Left: Schematic summary of oxidative phosphorylation, illustrating the transmembrane pH difference and its relation to the electron transport chain and ATP synthesis. The equation is an expression for the Gibbs free energy of the electrochemical gradient. The term ΔV is defined as ΔV = Vout − Vin. The definition of pH can be used to write the first term of the equation as −2.3026RTΔpH (at 25° C).
Inhibitors of electron transport
Various inhibitors have been discovered, the use of which in research have illuminated the sequence of carriers and complexes shown in the scheme above. They have been used to show, for example, that there must be three distinct entry points for electrons to enter into the ETC and contribute to the generation of the proton gradient.
Inhibitors of electron transport through Complex I include rotenone and amytal. Rotenone is a plant-derived substance used by Amazonian tribes to poison fish. It has also been employed as an insecticide.

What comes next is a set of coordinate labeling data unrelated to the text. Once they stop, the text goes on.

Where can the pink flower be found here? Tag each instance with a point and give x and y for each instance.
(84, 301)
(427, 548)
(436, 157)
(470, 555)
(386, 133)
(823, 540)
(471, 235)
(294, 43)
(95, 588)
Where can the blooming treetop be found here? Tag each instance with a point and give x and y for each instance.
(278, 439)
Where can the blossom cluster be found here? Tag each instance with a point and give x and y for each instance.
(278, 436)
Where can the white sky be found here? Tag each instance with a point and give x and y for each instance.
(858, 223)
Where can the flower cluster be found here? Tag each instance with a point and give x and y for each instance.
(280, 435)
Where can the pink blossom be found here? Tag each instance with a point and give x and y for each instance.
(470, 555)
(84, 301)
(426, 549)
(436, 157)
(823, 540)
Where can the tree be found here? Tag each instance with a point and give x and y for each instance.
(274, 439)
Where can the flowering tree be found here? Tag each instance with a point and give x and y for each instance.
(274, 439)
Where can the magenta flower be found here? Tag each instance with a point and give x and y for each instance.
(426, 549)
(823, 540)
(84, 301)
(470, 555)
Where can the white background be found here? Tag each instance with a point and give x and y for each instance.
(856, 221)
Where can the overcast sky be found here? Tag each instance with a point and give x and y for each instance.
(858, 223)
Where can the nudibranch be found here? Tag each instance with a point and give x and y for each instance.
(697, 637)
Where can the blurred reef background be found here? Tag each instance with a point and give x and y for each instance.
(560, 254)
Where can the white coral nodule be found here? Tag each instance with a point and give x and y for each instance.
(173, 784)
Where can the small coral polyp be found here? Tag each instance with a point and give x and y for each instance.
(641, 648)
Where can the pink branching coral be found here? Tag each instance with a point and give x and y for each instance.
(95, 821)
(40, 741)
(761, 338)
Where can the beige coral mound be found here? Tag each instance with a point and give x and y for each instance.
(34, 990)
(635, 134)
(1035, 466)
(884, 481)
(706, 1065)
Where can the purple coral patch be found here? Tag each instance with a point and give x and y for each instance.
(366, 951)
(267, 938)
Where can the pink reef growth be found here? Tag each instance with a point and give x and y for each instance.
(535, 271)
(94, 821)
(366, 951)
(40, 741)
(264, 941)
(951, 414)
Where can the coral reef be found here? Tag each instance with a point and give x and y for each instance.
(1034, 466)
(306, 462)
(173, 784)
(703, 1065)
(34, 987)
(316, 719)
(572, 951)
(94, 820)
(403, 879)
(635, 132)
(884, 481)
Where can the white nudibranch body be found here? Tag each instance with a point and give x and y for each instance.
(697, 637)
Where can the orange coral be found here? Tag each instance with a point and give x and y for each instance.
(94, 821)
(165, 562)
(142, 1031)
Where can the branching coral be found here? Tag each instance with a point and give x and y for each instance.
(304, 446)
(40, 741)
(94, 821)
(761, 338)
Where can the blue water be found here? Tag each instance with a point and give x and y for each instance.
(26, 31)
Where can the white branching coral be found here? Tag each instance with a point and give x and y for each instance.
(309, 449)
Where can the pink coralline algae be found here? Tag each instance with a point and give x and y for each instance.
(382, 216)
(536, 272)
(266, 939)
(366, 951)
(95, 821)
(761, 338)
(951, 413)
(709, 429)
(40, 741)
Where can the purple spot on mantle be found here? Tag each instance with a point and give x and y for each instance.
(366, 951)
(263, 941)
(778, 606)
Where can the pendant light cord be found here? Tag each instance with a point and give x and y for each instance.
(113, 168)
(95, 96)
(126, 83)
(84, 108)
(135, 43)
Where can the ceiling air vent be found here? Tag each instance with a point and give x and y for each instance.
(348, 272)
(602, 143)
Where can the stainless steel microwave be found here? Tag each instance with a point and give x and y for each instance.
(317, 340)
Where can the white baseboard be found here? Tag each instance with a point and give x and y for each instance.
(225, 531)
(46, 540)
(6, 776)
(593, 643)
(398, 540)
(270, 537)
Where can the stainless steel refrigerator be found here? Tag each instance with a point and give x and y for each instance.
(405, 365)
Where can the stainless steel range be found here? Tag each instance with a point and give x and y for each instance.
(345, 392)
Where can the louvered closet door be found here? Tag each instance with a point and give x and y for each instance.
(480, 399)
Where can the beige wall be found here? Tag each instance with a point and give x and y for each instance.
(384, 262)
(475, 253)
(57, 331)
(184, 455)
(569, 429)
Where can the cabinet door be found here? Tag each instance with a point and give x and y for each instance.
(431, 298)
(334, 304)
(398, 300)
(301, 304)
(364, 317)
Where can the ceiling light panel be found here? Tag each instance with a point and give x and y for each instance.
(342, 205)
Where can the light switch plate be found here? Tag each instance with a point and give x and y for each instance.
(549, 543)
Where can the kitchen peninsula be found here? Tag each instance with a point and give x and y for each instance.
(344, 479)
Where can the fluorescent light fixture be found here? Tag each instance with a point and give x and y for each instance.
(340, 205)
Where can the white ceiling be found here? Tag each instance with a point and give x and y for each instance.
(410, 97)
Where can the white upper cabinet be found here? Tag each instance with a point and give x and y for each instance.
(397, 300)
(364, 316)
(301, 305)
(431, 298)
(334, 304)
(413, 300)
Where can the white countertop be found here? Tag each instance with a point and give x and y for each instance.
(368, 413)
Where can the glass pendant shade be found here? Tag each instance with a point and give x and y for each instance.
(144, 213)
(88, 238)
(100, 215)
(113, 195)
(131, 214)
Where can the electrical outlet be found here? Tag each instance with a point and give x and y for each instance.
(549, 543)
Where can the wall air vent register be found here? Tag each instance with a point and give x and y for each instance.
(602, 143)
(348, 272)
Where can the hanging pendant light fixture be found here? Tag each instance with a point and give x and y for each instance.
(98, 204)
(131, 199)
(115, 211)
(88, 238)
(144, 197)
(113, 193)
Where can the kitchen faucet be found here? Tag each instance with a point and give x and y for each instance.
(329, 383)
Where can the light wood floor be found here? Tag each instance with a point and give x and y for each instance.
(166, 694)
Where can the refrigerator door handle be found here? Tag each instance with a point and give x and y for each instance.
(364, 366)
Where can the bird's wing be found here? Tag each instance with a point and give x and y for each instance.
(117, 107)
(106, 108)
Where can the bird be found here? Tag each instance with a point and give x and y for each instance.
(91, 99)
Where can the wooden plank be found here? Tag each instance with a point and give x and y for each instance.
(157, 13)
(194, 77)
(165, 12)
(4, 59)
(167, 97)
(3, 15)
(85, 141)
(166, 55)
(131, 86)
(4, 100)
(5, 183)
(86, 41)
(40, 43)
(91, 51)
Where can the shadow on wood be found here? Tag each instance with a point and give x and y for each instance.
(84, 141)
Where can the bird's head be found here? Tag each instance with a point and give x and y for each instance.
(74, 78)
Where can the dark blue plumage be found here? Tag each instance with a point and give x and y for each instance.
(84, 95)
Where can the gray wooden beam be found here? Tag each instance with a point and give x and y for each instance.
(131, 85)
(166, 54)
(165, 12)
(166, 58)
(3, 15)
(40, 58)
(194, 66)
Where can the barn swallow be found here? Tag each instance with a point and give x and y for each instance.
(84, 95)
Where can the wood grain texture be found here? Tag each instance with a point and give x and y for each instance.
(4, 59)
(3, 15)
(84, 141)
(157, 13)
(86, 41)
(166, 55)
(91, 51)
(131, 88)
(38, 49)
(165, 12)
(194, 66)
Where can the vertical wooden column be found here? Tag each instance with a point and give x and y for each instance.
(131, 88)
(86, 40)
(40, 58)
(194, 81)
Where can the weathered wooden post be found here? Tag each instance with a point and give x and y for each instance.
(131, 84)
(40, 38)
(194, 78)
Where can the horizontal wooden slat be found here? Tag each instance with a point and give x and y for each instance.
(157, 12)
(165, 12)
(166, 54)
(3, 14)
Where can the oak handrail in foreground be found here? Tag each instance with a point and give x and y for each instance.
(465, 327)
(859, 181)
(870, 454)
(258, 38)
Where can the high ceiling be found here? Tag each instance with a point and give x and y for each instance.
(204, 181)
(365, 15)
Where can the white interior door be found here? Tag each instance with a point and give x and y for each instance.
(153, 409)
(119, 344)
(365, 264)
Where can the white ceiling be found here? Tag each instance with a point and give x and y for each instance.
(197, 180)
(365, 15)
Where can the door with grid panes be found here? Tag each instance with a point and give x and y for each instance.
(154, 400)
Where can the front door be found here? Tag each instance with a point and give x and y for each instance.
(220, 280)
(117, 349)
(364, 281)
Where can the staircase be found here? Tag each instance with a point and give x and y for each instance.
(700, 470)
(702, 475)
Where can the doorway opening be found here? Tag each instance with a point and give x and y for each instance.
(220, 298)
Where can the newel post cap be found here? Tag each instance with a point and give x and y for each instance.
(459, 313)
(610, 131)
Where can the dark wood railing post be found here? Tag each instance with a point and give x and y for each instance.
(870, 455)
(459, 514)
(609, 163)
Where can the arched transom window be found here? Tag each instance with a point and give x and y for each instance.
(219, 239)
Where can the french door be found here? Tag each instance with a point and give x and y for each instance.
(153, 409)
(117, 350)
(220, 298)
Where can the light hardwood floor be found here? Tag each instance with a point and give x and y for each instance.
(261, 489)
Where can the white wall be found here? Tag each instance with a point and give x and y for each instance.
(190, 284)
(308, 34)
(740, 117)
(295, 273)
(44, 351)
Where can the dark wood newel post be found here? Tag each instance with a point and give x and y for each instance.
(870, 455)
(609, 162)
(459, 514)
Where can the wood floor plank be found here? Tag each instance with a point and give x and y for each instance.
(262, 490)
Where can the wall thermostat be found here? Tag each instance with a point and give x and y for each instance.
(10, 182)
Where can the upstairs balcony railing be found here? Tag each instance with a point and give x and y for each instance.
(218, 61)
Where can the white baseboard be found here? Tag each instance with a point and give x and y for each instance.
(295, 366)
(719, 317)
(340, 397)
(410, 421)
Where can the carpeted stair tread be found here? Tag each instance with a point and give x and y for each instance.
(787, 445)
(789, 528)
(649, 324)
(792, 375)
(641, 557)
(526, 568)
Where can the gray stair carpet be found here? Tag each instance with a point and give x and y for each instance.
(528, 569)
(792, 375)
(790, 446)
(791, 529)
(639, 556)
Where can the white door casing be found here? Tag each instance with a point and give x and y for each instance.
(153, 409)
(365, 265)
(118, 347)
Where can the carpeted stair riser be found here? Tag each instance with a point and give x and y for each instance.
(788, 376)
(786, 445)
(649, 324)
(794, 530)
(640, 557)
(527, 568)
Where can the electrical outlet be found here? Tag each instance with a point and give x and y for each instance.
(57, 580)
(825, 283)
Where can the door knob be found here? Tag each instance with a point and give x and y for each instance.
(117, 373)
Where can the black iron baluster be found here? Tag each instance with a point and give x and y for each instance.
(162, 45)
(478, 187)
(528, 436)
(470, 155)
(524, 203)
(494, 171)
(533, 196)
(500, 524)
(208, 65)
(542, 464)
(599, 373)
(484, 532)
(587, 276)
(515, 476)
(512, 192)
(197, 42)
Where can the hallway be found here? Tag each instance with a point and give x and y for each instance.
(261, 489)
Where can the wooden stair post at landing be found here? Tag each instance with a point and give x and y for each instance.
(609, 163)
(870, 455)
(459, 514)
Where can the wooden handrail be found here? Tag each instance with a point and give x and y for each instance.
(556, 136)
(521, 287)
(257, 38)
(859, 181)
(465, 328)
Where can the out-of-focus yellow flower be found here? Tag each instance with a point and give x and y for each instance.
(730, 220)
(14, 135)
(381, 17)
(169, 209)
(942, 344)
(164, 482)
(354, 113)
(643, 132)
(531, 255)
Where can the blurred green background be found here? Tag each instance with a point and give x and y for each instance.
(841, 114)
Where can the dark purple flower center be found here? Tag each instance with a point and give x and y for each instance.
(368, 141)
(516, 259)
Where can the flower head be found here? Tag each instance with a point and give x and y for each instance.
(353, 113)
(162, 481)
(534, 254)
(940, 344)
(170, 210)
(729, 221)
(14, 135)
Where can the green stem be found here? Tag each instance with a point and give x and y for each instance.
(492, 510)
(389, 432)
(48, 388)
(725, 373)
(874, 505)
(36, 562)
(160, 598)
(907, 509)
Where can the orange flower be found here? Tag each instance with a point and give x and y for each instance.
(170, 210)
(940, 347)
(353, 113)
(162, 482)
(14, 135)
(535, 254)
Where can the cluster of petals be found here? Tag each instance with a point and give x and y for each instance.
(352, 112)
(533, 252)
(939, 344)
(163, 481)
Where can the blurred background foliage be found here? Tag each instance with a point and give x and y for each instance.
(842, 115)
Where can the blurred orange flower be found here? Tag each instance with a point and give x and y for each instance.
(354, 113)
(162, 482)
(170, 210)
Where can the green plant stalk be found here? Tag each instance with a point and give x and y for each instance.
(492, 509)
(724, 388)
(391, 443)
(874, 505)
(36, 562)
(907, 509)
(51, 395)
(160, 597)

Amytal is a type of barbiturate.
Electron transport through Complex III is inhibited by the antibiotic compound antimycin A.
Several small molecules and anions disrupt the reduction of oxygen in Complex IV by coordinating to the iron of heme a3. Cyanide and azide bind to the Fe(III) form of heme a3, while carbon monoxide binds its Fe(II) form. The latter is analogous to the strong affinity of CO for the heme iron in hemoglobin Recall that the functional form of iron in Hb is the +2 (ferrous) oxidation state, when it can bind oxygen or carbon monoxide.